Imam Samudra, 38, and brothers Amrozi, 46, and Ali Ghufron, alias Mukhlas, 48, were executed simultaneously by firing squads shortly after midnight Saturday.
The executions took place on Nusakambangan Island off the southern coast of Java where the men were being held on death row, said spokesman for the attorney general’s office Jasman Panjaitan.
The three were rounded up from their cells at 11pm and taken to a location known as the “Nirbaya” hills, some 6km from Nusakambangan’s Batu Penitentiary, the state-run Antara news agency reported.
“At around 00:15am, the convicted Amrozi bin Haji Nurhasyim, Abdul Azis, alias Imam Samudra, and Ali Ghufron, alias Mukhlas, were executed by firing squads,” Panjaitan told reporters.
The three were confirmed dead by doctors who supervised the executions, and their bodies were brought to a nearby clinic for autopsy, he added.
The executions brought an end to years of uncertainty about the fate of the three men, who have been on death row since 2003, when a Bali court sentenced them to die for masterminding the bombing of two nightspots in the tourist district of Kuta.
None of the bombers showed any remorse for the attacks and warned that there would be retaliation by other Islamist militants if they were executed.
At the hometown of brothers Amrozi and Mukhlas in the East Java village of Tenggulun, hundreds of militant supporters shouted “Allahu Akbar [God is Great]” with many of them carrying banners praising the bombers as “heroes,” witnesses said.
At least one police officer was injured when militant funeral-goers scuffled with police officers after the bodies of brothers Amrozi and Mukhlas arrived at their residences for their funeral, media reports said.

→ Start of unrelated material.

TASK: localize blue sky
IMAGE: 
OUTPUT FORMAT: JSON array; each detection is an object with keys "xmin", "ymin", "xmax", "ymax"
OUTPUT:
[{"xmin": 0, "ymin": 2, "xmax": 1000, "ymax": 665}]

There were no reports of arrests.
A similar scene took place in the West Java town of Serang as Samudra’s body was paraded to the graveyard, shrouded in a black cloth bearing a Koranic inscription in Arabic.
Crowds of Muslim militants chanting “Allahu Akbar” clashed with police as authorities tried to prevent them from getting too close to the bodies, witnesses said.
Dozens of foreign tourists and local residents joined in meditation at the “Ground Zero” monument on Bali.